Fresh out of the army, Brian Flanagan (Tom Cruise) returns to New York ready to take the city by storm, but his lack of a college degree limits his job prospects despite his willingness to learn and an enthusiastic moxie for spinning ideas. With a bartending job all he can land, he comes under the tutelage of experienced Aussie barman Doug Coughlin (Bryan Brown) who shows him the ropes and turns the eager beaver into New York’s flashiest showman. After Doug weds wealthy socialite (Kelly Lynch), Brian finds himself in Jamaica trying his own scheme to make his fortune, but love comes calling in the person of Jordan Mooney (Elisabeth Shue). A misunderstanding ends their hot affair, and Brian returns to the Big Apple with his own wealthy patroness (Lisa Banes) but with memories of Jordan invading his every thought.


Heywood Gould’s screenplay adapted from his own story leaves no metropolitan cliché unturned. There’s love and heartbreak, adultery, pregnancy, and suicide all springing willy-nilly at the viewer to keep the plot churning melodramatically but none of it explored with any depth or real emotional impact. Director Roger Donaldson stages several flashy bartender routines that are the visual showpieces of the movie and has some fun early on with a montage of rejections as Brian searches for a job in Manhattan. (Those who have spent time looking for jobs even in today’s jittery economy can still relate to this moment in the film.) But by the film’s midpoint when things have soured between the two lovers (after another gorgeous montage of the pretty pair indulging in all of the splendors the Caribbean can offer), the film turns into a series of hopeless soap opera moments that play almost like comedy in their predictability and stale familiarity. When tragedy strikes, it’s of limited interest due to faulty character writing, and the film’s conclusion is so banal as to be almost insulting to the viewer.


Tom Cruise does act his heart out in the movie, making the small dramatic moments seem bigger than they deserve with his total commitment to the part. He also mixes a whale of a drink. Bryan Brown’s character is the most ill-treated in the film, varying from friend to jerk and back with almost the blink of an eye. Elisabeth Shue plays the clichés of her poor little rich girl role as best she can, but there’s nothing fresh here. Gina Gershon gets a spotlight moment as a flirty bar patron who sends the pulses of both bartenders racing while Ron Dean as Brian’s Uncle Pat has the movie’s most ingratiating role as a down-to-earth businessman who offers sage advice. Laurence Luckinbill plays the angry father of Shue’s Jordan with one-note simplicity.



Video Quality

4.5/5


The film’s 1.85:1 theatrical aspect ratio is faithfully reproduced in this 1080p transfer using the AVC codec.

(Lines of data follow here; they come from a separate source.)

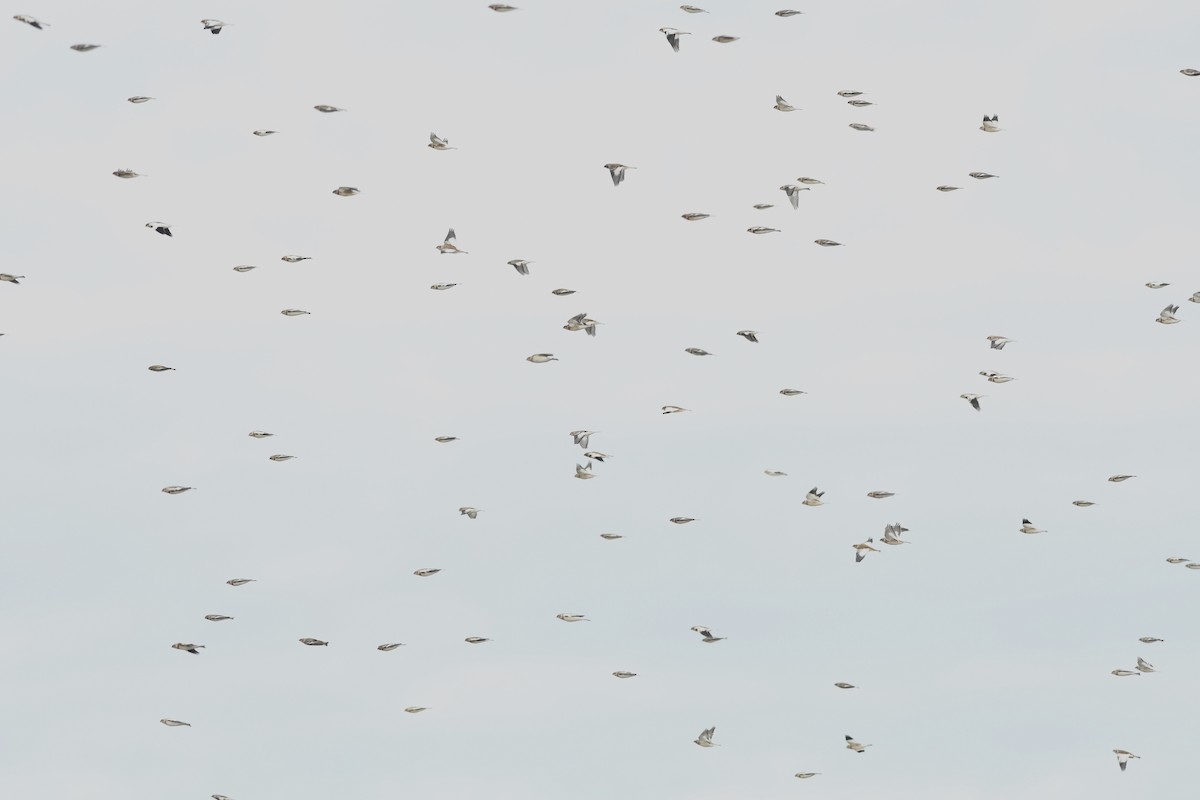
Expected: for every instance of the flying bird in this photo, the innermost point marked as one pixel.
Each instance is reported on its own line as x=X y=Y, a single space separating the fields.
x=33 y=22
x=618 y=170
x=449 y=245
x=1027 y=528
x=673 y=41
x=793 y=193
x=853 y=745
x=1168 y=316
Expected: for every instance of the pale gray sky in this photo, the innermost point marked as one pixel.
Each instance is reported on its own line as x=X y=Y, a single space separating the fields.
x=982 y=655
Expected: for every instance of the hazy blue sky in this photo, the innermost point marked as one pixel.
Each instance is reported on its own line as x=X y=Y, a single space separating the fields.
x=982 y=655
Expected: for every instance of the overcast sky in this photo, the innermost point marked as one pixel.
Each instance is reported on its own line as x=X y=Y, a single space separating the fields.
x=982 y=656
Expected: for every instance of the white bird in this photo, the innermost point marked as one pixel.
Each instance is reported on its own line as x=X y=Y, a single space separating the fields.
x=582 y=437
x=999 y=342
x=853 y=745
x=449 y=245
x=33 y=22
x=1168 y=316
x=673 y=41
x=863 y=548
x=793 y=193
x=1123 y=757
x=1027 y=528
x=891 y=534
x=618 y=170
x=438 y=143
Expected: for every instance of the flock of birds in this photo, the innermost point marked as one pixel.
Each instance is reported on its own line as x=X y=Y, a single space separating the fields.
x=583 y=323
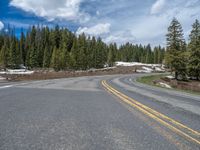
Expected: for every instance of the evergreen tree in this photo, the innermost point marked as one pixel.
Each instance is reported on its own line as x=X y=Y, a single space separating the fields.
x=55 y=63
x=4 y=55
x=194 y=51
x=175 y=56
x=22 y=47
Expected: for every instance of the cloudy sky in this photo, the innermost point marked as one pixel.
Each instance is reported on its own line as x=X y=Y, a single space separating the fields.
x=136 y=21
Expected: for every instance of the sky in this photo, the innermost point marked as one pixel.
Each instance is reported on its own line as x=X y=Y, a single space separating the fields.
x=120 y=21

Color is nicely saturated and very appealing while flesh tones are always realistically represented. Sharpness is very good with only an occasional shot that doesn’t seem well matched to the ones surrounding it. Black levels are good but not superb. The film has been divided into 10 chapters.



Audio Quality

4/5


The DTS-HD Master Audio 5.1 sound mix makes sterling use of its generous array of pop tunes that are spread effectively into the front and rear channels. There’s a bit of surround ambiance in the various bar scenes as the patrons get high from the bartenders’ extended drink-pouring routines, but more could have been done with this. Dialogue has been professionally recorded and has been relegated to the center channel.



Special Features

0/5


There are no bonus features with this barebones release.


There are promo trailers for John Carter and The Odd Life of Timothy Green.



In Conclusion

2.5/5 (not an average)


Like the people it portrays, the Blu-ray release of Cocktail looks and sounds beautiful. The drama is rather juvenile, and there’s very little of interest here unless one is a fan of the film’s stars. But if one likes the movie, this high definition transfer will not disappoint.